__ ___ _____
/ |/ /_ _____________ / _/ /_ Composite
/ /|_/ / // / __/ __/ _ \/ _/ __/ Logic
/_/ /_/\_, /\__/_/ \___/_/ \__/ Language
/___/ v. 0.01
A prolog-like language with compound truth value logic
See the language documentation, the language internals, or some simple example code from the test suite.
For best performance, use with luajit and install readline and luasocket:
luarocks-5.1 install readline luasocket
luajit mycroft.lua
Or, alternately, built and install from the rockspec file:
luarocks-5.1 build mycroft-0.01-1.rockspec
Or use make:
sudo make install
FAQ
What is Mycroft?
Mycroft is a logic language with a syntax similar to PROLOG. It additionally has support for transparent distributed computing and composite truth values.
Why not just use PROLOG?
PROLOG, partly for historical reasons, is quite slow (high time complexity for both worst-case and average-case, compared to solutions implemented in other languages for many classes of problems). It performs a depth-first search on the logic tree, in a single thread. Automatic memoization can't be used because determinate 'pure prolog' predicates can be freely mixed with indeterminate predicates like i/o and random number generation. Implicit parallelism is complicated to implement because programs assume that branches will be run in order -- meaning that any implicitly parallel PROLOG needs to be able to interrupt and roll back branches that would not have run in a purely linear execution model in order to remain standard.
Mycroft has notation for whether or not predicates are determinate. It memoizes the results of determinate predicates, meaning that a determinate predicate will finish immediately the second time it's run. It memoizes intermediate results for determinate predicates, meaning that even an indeterminate predicate will run faster the second time it's run, if it depends upon determinate predicates. Additionally, a group of Mycroft instances can be formed into a cluster, wherein the results for any determinate predicates will be distributed to all instances, and the work of evaluating a predicate can be distributed across instances.

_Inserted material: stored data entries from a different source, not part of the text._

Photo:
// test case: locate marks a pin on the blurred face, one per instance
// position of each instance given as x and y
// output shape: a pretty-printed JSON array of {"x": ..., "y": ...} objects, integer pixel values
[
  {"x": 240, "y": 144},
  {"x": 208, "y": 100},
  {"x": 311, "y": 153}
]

How does Mycroft differ from PROLOG?
- Mycroft doesn't perform real unification -- meaning that
?- set(X, hello), print(X).
is not the same as
?- print(X), set(X, hello).
Instead, Mycroft enforces functional-style single-assignment of values to identifiers within predicates. - Because of the use of composite truth values, Mycroft implicitly supports the open-world assumption -- in other words, queries that cannot be resolved as true are resolved as some non-true value rather than necessarily false, and queries that cannot be resolved at all are evaluated as unknown (the truth value |0>, also known as NC or 'No Confidence'). This means that you can't prove by exhaustion -- there is no direct Mycroft equivalent of the PROLOG built-in '/+'.
- Mycroft does not attempt to expand possible values for a variable. This is related to differences #1 and #2 -- we can't expand to the whole Herbrand universe because we assume that the universe is open, and so we can't do real unification because the set of atoms that could be substituted is unbounded. This is both positive -- you can't run into an accidental infinite loop trying to evaluate a predicate for all integers -- and negative -- you can't implicitly use this system for discovery, but instead must produce the set of atoms you're interested in and iterate over them yourself.
What are composite truth values?
A composite truth value is a concept borrowed from Probablistic Logic Networks, and consists of two components -- a percentage truth (or percentage likelihood of truth) and a percentage confidence. A truth value of 1 with a confidence value of 1 is 100% true with 100% confidence; a truth value of 0 with a confidence of 1 is false with 100% confidence; a truth value of 0.5 with a confidence of 0.75 indicates that the system is 75% sure that the predicate is 50% likely to be true (or is 75% sure that the predicate is 50% true).
Future plans
Eventually, I'd like this software to run reasonably well on the ESP8266 under NodeMCU. One of the reasons that logic languages failed back in the 80s is that even projects that attempted parallelism (such as the Japanese government's 5th Generation Computing initiative) attempted parallelism in a context of single large computers in a strictly ordered environment; however, running a distributed caching logic language on a network of $3 standalone wifi controllers means that someone can spend $60 and get a 20-node cluster that'll fit in their pocket, or embed multiple nodes in clothing and allow temporary networks to form whenever multiple nodes come within wifi range of each other.